La verdad que no, pero sí siempre, para generar mis proyectos, tomo muy en cuenta el contexto. Y en este sentido, este contexto es un edificio. Y el paisaje también podría ser.
Esto es muy claro en la escultura de Pablo Míguez...
Tal cual. Esa fue una invitación a pensar una escultura en homenaje a los detenidos y desaparecidos durante la dictadura cívico militar de los '70 y en ese sentido, el Parque de la Memoria iba a ser construido cuando yo pensé la escultura, todavía no existía. El río tiene la historia que tiene que es terrible y que tiene que ver con los cuerpos que posiblemente -incluso el caso de Pablo Míguez- terminaron en ese río.
En una entrevista decías que te interesa trabajar en el borde del proceso artístico...
Sí, me gusta trabajar en el borde de todo. En el caso del parque, la escultura está alejada y solamente se puede ver a la distancia y está realmente en el borde del parque. Es también como una estrategia de seducción en un punto porque en lugar de pararte en el medio a llamar la atención, me parece más interesante ese lugar y buscar que el encuentro con la obra sea íntimo y personal. En Venecia eso es imposible, así que lo manejé de otra manera porque es el centro de la escena de arte contemporáneo, pero aún así la instalación que propuse es distinta: al entrar vas a sentir que estás invadiendo una intimidad que se logra manejando el tema de la escala y otros recursos escultóricos.

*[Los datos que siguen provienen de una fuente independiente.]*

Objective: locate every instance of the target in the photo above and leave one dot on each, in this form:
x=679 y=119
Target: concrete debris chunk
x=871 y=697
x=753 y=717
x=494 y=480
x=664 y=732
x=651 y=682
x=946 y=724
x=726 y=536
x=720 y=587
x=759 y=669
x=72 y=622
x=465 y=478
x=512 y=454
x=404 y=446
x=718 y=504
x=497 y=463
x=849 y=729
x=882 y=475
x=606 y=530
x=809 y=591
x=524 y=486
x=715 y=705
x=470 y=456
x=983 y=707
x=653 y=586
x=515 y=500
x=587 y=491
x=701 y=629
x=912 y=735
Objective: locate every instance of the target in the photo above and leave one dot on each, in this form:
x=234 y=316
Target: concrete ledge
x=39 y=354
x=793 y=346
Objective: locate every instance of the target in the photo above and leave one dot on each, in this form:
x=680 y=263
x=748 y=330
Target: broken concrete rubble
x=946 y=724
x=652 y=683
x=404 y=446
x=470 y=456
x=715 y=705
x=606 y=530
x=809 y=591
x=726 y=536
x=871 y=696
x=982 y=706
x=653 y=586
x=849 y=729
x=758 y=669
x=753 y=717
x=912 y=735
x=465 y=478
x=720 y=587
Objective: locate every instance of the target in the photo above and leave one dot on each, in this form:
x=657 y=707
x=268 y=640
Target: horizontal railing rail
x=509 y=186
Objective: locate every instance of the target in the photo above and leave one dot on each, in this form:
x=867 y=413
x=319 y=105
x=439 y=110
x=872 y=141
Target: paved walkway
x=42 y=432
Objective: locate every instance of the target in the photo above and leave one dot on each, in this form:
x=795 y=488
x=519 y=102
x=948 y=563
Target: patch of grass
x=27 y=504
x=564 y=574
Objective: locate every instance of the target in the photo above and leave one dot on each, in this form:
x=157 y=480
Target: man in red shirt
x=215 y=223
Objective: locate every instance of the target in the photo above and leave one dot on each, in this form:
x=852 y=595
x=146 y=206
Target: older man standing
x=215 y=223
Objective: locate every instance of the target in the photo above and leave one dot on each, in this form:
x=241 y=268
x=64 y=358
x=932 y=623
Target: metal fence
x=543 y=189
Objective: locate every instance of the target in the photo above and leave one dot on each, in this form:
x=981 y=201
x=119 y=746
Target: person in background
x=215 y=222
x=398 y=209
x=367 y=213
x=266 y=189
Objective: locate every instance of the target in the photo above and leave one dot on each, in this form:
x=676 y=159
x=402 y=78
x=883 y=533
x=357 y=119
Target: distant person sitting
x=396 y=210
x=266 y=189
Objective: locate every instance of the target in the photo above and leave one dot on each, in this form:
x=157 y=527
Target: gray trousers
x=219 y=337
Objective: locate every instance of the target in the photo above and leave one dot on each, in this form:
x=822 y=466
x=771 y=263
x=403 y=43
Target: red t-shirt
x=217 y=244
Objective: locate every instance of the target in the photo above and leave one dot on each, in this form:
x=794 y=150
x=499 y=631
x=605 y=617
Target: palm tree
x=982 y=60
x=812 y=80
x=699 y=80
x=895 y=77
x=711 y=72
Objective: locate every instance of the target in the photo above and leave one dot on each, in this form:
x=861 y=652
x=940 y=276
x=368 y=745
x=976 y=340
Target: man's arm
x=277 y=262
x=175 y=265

¿En qué otros proyectos estás trabajando?
Vine a Salta porque vamos a trabajar con la artista Guadalupe Miles y otros tres artistas en asociación con un centro cultural que queda en Santa Victoria Este, con una comunidad wichí con la que trabaja ese centro para la conservación y la difusión de esa cultura. Es un proyecto interesante porque se trata de experimentación artística donde vamos a aprender los unos de los otros con los artistas de la comunidad de allí y a ver qué sale. El proyecto se llama "La criatura intermedia" y empieza estos días.